– Uważam, że happeningi są czasem ciekawe, ale niekoniecznie na sali sejmowej – ocenia Władysław Kosiniak-Kamysz pytany o wczorajszy występ Krzysztofa Gawkowskiego z Nowej Lewicy.
Kosiniak-Kamysz był pytany o wczorajszy występ Krzysztofa Gawkowskiego, który chciał, aby parlamentarzyści odśpiewali hymn Unii Europejskiej. Lider PSL nie krył zażenowania.
– Uważam, że happeningi są czasem ciekawe, ale niekoniecznie na sali sejmowej – stwierdził.

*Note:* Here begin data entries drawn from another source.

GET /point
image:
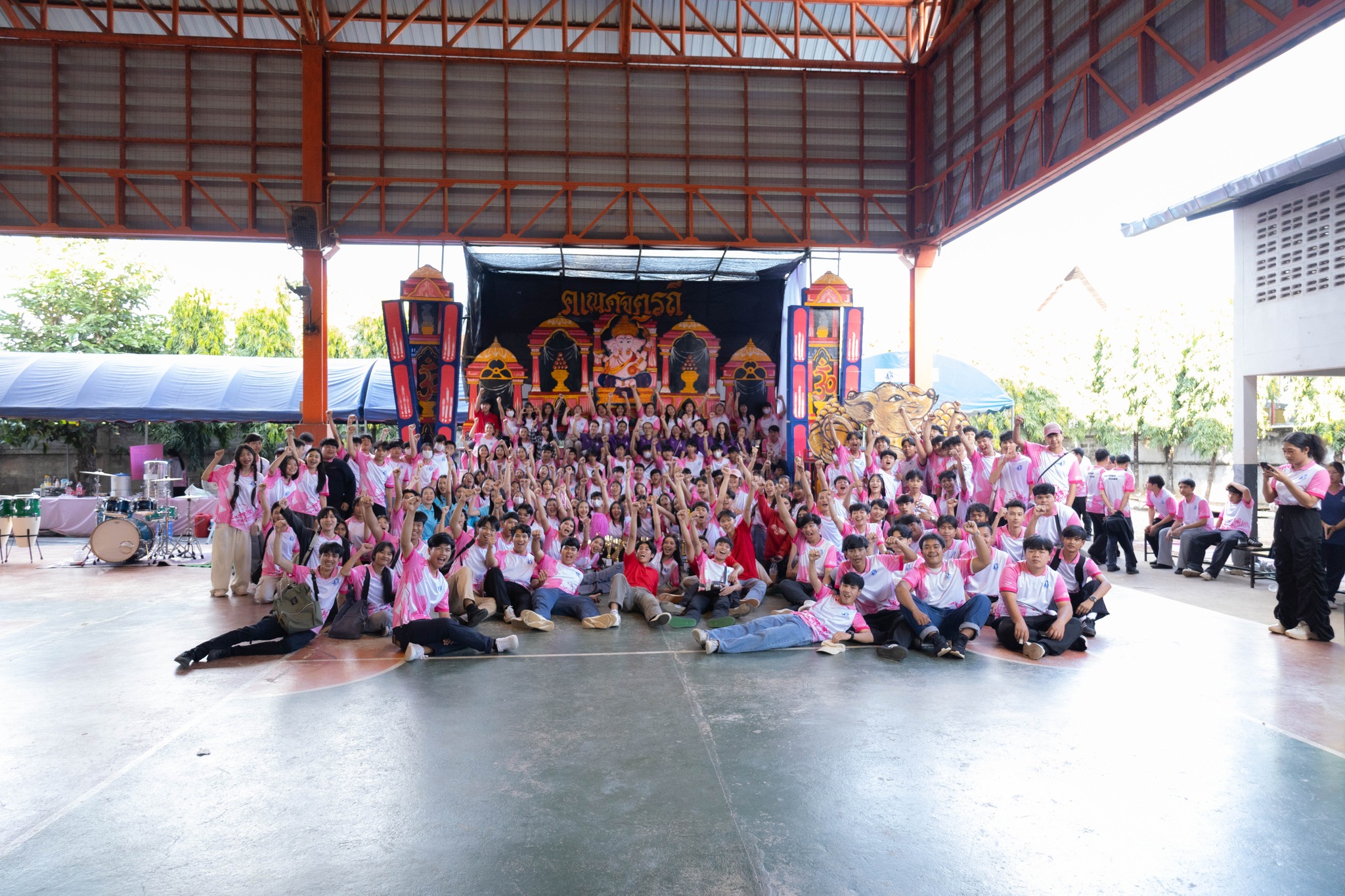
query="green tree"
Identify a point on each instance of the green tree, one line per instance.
(264, 331)
(87, 303)
(337, 344)
(368, 337)
(195, 326)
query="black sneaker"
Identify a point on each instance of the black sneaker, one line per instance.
(893, 652)
(937, 645)
(958, 649)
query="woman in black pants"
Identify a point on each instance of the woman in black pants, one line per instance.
(1296, 488)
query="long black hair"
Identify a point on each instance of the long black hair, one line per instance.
(1310, 442)
(233, 498)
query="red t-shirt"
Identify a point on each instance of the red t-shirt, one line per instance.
(640, 575)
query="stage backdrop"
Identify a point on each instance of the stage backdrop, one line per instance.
(623, 337)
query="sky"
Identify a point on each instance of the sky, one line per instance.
(997, 274)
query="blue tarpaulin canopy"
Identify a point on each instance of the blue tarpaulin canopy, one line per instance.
(954, 381)
(185, 387)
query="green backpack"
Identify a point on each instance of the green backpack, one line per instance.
(296, 609)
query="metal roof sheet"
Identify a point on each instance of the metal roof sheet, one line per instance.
(1297, 169)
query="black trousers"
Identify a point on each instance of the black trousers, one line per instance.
(1121, 539)
(889, 626)
(441, 636)
(1153, 538)
(1334, 557)
(508, 594)
(1223, 542)
(1079, 597)
(795, 593)
(1080, 507)
(267, 637)
(1038, 631)
(1300, 571)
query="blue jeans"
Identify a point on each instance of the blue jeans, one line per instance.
(947, 622)
(548, 601)
(767, 633)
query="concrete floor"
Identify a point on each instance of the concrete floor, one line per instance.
(1188, 752)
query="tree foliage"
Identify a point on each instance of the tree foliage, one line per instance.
(264, 331)
(368, 337)
(87, 303)
(195, 326)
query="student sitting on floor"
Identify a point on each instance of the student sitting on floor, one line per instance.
(1034, 613)
(877, 601)
(829, 620)
(934, 595)
(512, 571)
(1084, 582)
(376, 584)
(1235, 527)
(424, 591)
(558, 593)
(268, 637)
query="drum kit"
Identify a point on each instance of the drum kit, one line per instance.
(142, 528)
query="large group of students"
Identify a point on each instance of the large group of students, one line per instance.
(689, 516)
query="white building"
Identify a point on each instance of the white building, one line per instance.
(1289, 286)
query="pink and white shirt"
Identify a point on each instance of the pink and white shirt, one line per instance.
(944, 587)
(881, 575)
(1313, 479)
(558, 575)
(327, 589)
(1034, 594)
(422, 593)
(241, 513)
(829, 617)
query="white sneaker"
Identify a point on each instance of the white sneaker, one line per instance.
(604, 621)
(536, 621)
(1300, 633)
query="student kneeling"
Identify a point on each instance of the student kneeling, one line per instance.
(1034, 613)
(827, 620)
(276, 631)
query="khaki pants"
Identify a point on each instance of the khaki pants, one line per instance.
(460, 591)
(231, 561)
(628, 598)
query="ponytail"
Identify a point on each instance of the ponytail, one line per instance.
(1310, 442)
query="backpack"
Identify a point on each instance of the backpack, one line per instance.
(296, 609)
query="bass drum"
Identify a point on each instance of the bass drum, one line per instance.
(120, 540)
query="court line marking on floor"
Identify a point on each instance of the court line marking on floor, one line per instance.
(131, 766)
(761, 883)
(1290, 734)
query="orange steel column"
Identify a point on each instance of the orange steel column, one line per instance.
(921, 359)
(314, 159)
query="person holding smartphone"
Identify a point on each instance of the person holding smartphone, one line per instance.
(1297, 488)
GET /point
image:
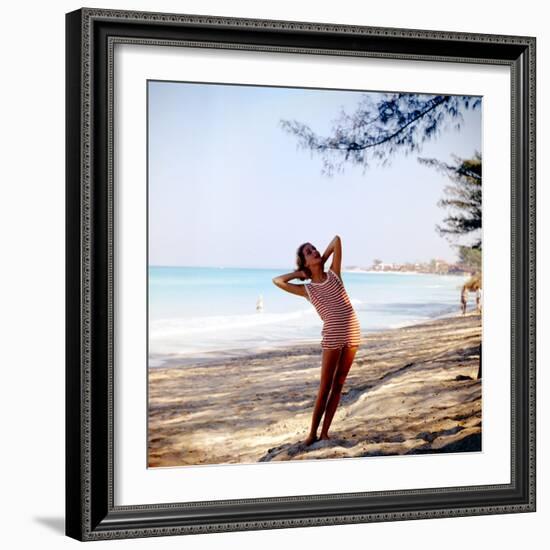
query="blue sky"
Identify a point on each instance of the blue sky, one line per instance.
(228, 187)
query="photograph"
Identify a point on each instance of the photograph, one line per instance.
(314, 273)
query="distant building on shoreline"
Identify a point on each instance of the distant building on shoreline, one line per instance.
(434, 266)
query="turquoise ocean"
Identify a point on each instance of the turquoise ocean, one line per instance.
(198, 314)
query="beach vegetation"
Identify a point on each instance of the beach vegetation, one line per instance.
(382, 125)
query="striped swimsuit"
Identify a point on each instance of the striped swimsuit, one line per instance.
(330, 299)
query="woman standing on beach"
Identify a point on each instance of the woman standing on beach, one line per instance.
(341, 331)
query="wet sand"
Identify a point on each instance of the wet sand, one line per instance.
(410, 390)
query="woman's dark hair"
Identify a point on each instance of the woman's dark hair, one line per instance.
(301, 261)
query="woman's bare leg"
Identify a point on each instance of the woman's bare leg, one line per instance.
(329, 363)
(342, 369)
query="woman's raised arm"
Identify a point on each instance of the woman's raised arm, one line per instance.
(334, 247)
(282, 282)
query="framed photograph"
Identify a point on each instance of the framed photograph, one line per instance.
(300, 274)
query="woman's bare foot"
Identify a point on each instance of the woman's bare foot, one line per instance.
(310, 439)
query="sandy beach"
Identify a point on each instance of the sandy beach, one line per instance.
(410, 390)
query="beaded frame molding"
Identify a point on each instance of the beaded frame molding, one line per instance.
(90, 38)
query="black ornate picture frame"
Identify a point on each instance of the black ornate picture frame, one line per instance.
(90, 510)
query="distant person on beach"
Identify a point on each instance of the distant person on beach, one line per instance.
(341, 332)
(464, 299)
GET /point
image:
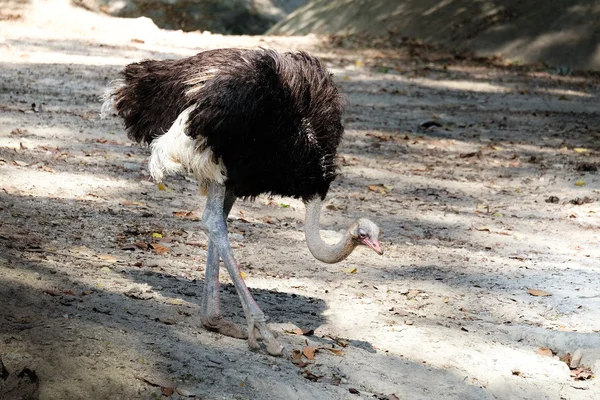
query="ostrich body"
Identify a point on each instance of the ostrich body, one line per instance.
(243, 122)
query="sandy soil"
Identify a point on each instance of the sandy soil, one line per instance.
(456, 159)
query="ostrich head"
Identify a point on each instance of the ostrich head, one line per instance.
(366, 233)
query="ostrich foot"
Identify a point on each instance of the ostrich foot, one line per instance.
(217, 323)
(258, 329)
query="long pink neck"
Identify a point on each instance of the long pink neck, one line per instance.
(319, 249)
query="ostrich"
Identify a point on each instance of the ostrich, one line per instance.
(243, 122)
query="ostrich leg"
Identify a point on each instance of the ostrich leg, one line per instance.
(214, 223)
(210, 314)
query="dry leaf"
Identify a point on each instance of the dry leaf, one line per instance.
(339, 341)
(186, 215)
(537, 292)
(107, 257)
(298, 331)
(377, 188)
(582, 374)
(337, 352)
(142, 245)
(297, 359)
(544, 351)
(309, 352)
(159, 248)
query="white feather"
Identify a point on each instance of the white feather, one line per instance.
(176, 152)
(108, 105)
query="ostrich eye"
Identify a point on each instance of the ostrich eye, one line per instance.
(362, 233)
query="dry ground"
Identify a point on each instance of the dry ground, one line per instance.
(456, 159)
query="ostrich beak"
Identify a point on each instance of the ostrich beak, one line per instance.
(373, 244)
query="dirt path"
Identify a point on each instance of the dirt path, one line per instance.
(483, 178)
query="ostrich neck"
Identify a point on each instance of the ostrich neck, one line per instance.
(320, 250)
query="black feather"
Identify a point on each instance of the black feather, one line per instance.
(273, 119)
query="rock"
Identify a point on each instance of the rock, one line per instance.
(236, 17)
(527, 31)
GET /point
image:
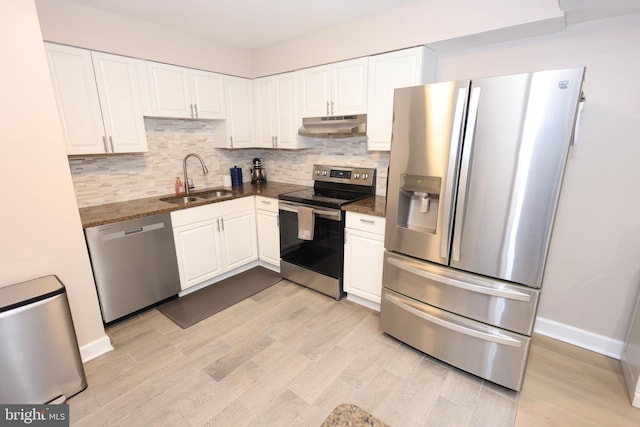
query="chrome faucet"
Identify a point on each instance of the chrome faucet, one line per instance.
(188, 186)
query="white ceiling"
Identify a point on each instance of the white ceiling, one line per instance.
(246, 24)
(252, 24)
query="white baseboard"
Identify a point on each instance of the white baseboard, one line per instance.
(362, 301)
(95, 348)
(579, 337)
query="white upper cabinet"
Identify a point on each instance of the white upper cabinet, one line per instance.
(335, 89)
(387, 72)
(239, 123)
(277, 120)
(98, 99)
(184, 92)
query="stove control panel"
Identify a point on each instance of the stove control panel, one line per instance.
(346, 175)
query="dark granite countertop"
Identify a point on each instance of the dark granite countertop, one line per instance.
(93, 216)
(376, 206)
(121, 211)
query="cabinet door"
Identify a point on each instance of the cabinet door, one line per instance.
(169, 90)
(207, 94)
(77, 98)
(239, 242)
(120, 102)
(268, 237)
(266, 111)
(287, 121)
(315, 91)
(363, 260)
(386, 73)
(198, 252)
(239, 112)
(349, 87)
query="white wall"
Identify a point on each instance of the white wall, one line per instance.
(40, 227)
(593, 270)
(66, 22)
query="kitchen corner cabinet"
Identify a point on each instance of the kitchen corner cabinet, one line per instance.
(98, 98)
(408, 67)
(268, 230)
(335, 89)
(363, 256)
(214, 239)
(184, 92)
(238, 128)
(276, 118)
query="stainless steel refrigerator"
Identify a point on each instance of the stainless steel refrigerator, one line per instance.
(475, 173)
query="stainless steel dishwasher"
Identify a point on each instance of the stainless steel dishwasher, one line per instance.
(134, 264)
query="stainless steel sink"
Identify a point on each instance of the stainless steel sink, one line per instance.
(214, 194)
(199, 196)
(181, 199)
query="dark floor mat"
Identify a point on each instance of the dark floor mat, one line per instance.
(198, 305)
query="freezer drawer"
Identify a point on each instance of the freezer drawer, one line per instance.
(487, 300)
(491, 353)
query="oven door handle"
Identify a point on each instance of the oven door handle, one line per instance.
(332, 214)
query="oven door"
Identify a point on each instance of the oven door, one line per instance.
(325, 253)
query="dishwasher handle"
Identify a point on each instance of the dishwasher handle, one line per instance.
(131, 232)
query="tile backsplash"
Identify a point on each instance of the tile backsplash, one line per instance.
(100, 179)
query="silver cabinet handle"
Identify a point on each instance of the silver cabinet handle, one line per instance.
(500, 293)
(452, 326)
(447, 197)
(464, 171)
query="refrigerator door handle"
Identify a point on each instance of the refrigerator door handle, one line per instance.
(448, 190)
(500, 293)
(452, 326)
(464, 170)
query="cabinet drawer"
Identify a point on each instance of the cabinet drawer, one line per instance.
(370, 223)
(491, 353)
(267, 204)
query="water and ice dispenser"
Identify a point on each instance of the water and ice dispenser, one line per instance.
(418, 203)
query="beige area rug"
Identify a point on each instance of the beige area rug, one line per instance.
(351, 415)
(191, 309)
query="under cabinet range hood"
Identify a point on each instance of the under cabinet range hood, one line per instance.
(334, 126)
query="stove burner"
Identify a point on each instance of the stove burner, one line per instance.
(335, 186)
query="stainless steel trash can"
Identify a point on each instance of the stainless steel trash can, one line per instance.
(39, 355)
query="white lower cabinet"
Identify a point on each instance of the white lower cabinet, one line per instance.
(268, 230)
(363, 257)
(214, 239)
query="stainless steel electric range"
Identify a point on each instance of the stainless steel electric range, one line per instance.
(312, 226)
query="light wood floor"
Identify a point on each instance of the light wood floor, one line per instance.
(289, 356)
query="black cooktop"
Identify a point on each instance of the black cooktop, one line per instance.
(326, 198)
(334, 186)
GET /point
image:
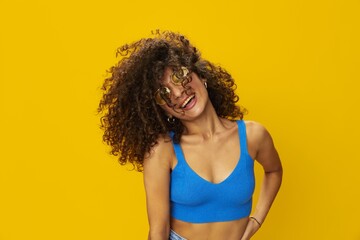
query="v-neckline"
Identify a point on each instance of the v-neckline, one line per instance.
(231, 173)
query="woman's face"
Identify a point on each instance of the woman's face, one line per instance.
(183, 101)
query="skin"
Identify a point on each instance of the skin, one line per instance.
(207, 137)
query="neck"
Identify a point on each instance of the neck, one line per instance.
(205, 126)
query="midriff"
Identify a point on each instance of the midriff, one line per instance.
(231, 230)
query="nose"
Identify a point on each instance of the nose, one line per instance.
(177, 91)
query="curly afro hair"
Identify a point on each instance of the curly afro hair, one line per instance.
(131, 119)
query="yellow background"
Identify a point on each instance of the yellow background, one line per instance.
(296, 64)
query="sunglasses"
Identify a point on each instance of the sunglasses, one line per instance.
(163, 94)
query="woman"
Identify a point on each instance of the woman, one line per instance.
(173, 116)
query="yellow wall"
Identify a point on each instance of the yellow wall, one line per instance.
(297, 67)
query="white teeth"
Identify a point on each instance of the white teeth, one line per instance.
(187, 100)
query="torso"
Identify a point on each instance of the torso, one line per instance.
(224, 146)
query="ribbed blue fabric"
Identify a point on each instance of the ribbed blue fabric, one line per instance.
(196, 200)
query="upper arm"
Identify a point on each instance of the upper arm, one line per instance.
(264, 148)
(157, 185)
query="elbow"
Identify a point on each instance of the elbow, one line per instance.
(159, 234)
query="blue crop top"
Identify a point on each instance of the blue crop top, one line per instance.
(196, 200)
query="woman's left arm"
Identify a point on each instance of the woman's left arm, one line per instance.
(266, 154)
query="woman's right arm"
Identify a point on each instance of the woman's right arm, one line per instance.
(157, 183)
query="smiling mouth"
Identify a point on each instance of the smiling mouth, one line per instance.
(187, 100)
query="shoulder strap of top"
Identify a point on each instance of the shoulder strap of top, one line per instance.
(177, 148)
(242, 135)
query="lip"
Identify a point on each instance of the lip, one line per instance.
(190, 102)
(189, 98)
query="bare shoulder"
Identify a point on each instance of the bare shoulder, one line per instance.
(256, 132)
(262, 146)
(258, 138)
(160, 155)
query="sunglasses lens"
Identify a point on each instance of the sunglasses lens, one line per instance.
(179, 76)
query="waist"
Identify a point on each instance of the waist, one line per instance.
(212, 231)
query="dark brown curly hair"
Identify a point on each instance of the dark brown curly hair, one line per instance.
(131, 119)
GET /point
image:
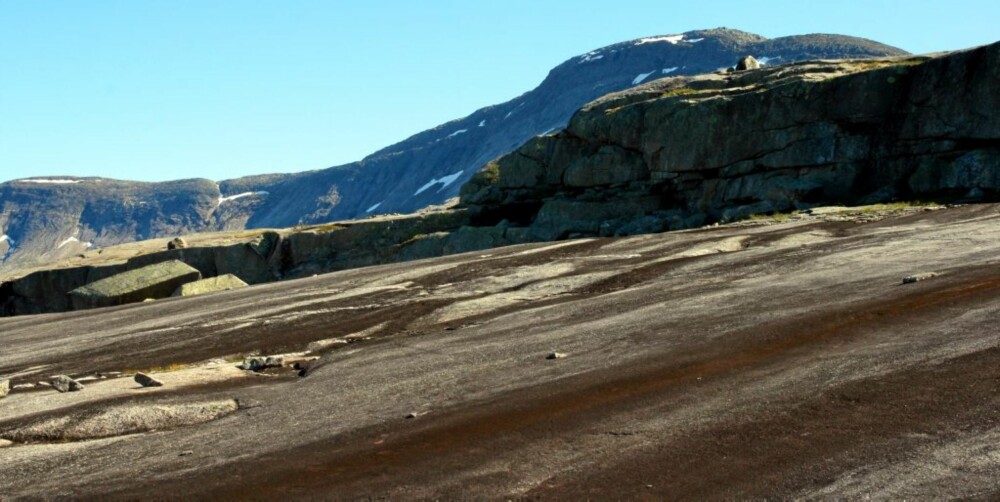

–Ciężko to komentować. To nie przystoi w polskim Sejmie. Przeinaczanie utworu, który był symbolem walki o wolność, o Polskę, o prawo do nauczania języka polskiego, o to aby nie utracić swojej tożsamości, utwór który pretendował do hymnu Polskiego jest objęty szacunkiem. To pieśń wszystkich Polaków, która jest śpiewana na stojąco. Jest mi przykro, że tak została przeinaczona i wykorzystana politycznie. Ta pieśń ma łączyć, a nie dzielić Polaków – dodał Kosiniak-Kamysz.
– Wszyscy sobie zaczynają robić żarty – powiedział lider ludowców.